A fellow ignorant of things external and internal,
From silliness indulging idle talk.
He is immersed in heresies infernal,
And prattles—God forbid!—of truth eternal.

The whole talk of the man was a mere repetition of the ideas of Mahmúd of Basakhwán (a village in Gílán), who lived at the time of Tímúr. Mahmúd had written thirteen treatises of dirty filth, full of such hypocrisy, as no religion or sect would suffer, and containing nothing but títál, which name he had given to the ‘science of expressed and implied language.’ The chief work of this miserable wretch is entitled Bahr o Kúzah (the Ocean and the Jug), and contains such loathsome nonsense, that on listening to it one's ear vomits. How the devil would have laughed into his face, if he had heard it, and how he would have jumped for joy! And this Sharíf— that dirty thief—had also written a collection of nonsense, which he styled Tarashshukh i Zuhúr, in which he blindly follows Mír 'Abdulawwal. This book is written in loose, deceptive aphorisms, each commencing with the words mífarmúdand (the master said), a queer thing to look at, and a mass of ridiculous, silly nonsense. But notwithstanding his ignorance, according to the proverb, ‘Worthies will meet,’ he has exerted such an influence on the spirit of the age, and on the people, that he is now [in 1004] a commander of One Thousand, and His Majesty's apostle for Bengal, possessing the four degrees of faith, and calling, as the Lieutenant of the emperor, the faithful to these degrees.”

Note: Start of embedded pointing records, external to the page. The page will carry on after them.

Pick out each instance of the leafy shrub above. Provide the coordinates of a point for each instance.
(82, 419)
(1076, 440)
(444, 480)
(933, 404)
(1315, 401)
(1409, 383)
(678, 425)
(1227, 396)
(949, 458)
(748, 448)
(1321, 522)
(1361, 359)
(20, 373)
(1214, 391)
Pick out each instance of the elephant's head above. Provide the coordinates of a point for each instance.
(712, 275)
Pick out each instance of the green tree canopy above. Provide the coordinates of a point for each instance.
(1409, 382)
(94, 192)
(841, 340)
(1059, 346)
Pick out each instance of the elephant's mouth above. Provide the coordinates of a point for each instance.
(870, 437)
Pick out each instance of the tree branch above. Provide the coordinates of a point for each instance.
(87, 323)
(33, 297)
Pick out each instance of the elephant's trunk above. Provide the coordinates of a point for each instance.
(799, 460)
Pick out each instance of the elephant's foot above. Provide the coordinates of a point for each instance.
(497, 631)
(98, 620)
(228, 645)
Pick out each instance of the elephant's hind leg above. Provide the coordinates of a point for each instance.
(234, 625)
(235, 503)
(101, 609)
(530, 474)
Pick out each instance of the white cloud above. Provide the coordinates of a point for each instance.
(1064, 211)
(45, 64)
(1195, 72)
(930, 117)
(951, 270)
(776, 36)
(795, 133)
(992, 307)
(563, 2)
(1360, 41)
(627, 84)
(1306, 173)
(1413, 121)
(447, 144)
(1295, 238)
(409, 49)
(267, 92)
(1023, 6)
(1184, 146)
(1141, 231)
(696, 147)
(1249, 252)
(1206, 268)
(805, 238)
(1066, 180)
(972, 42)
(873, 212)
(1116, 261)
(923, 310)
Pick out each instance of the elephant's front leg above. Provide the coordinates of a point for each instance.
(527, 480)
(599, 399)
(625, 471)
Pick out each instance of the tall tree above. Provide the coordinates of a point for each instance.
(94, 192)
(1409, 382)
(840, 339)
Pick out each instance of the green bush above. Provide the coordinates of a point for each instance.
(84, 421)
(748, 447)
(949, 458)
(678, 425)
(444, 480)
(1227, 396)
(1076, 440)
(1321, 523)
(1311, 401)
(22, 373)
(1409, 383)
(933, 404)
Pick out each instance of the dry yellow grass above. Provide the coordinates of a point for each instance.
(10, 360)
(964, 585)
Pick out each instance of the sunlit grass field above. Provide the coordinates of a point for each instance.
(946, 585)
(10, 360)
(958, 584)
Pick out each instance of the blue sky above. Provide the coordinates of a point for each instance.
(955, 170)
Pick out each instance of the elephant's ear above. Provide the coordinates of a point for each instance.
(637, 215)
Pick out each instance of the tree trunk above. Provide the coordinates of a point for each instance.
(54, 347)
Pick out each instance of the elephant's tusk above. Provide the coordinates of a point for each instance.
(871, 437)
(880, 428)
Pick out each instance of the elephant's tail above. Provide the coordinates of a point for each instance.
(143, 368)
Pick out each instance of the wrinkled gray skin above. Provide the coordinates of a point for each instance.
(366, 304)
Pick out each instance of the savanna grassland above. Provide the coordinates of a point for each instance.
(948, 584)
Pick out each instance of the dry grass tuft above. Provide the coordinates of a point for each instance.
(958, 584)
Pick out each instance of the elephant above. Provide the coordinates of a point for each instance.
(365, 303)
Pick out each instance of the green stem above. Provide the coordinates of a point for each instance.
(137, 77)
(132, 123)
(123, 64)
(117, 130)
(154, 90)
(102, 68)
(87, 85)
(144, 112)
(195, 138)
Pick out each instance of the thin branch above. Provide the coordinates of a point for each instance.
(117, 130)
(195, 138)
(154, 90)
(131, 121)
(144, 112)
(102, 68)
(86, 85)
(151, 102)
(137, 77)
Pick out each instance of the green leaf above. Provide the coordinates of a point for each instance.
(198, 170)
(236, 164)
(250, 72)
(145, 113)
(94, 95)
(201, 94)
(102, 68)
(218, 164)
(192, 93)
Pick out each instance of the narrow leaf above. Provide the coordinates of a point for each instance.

The discussions on Thursday evenings were continued for the next year. In 986, they became more violent, in as far as the elementary principles of the Islám were chosen as subject, whilst formerly the disputations had turned on single points. The 'Ulamás even in the presence of the emperor, often lost their temper, and called each other Káfirs or accursed.

[Bad. II. p. 225.]

“Makhdúm also wrote a pamphlet against Shaikh 'Abdunnabí, in which he accused him of the murder of Khizr Khán of Shirwán, who was suspected to have reviled the prophet, and of Mír Habshí, whom he had ordered to be killed for heresy. But he also said in the pamphlet that it was wrong to say prayers with 'Abdunnabí, because he had been undutiful towards his father, and was, besides, afflicted with piles. Upon this, Shaikh 'Abdunnabí called Makhdúm a fool, and cursed him. The 'Ulamás now broke up into two parties, like the Sibṭís and Qibṭís, gathering either round the Shaikh, or round Makhdúm ulmulk; and the heretic innovators used this opportunity, to mislead the emperor by their wicked opinions and aspersions, and turned truth into falsehood, and represented lies as truth.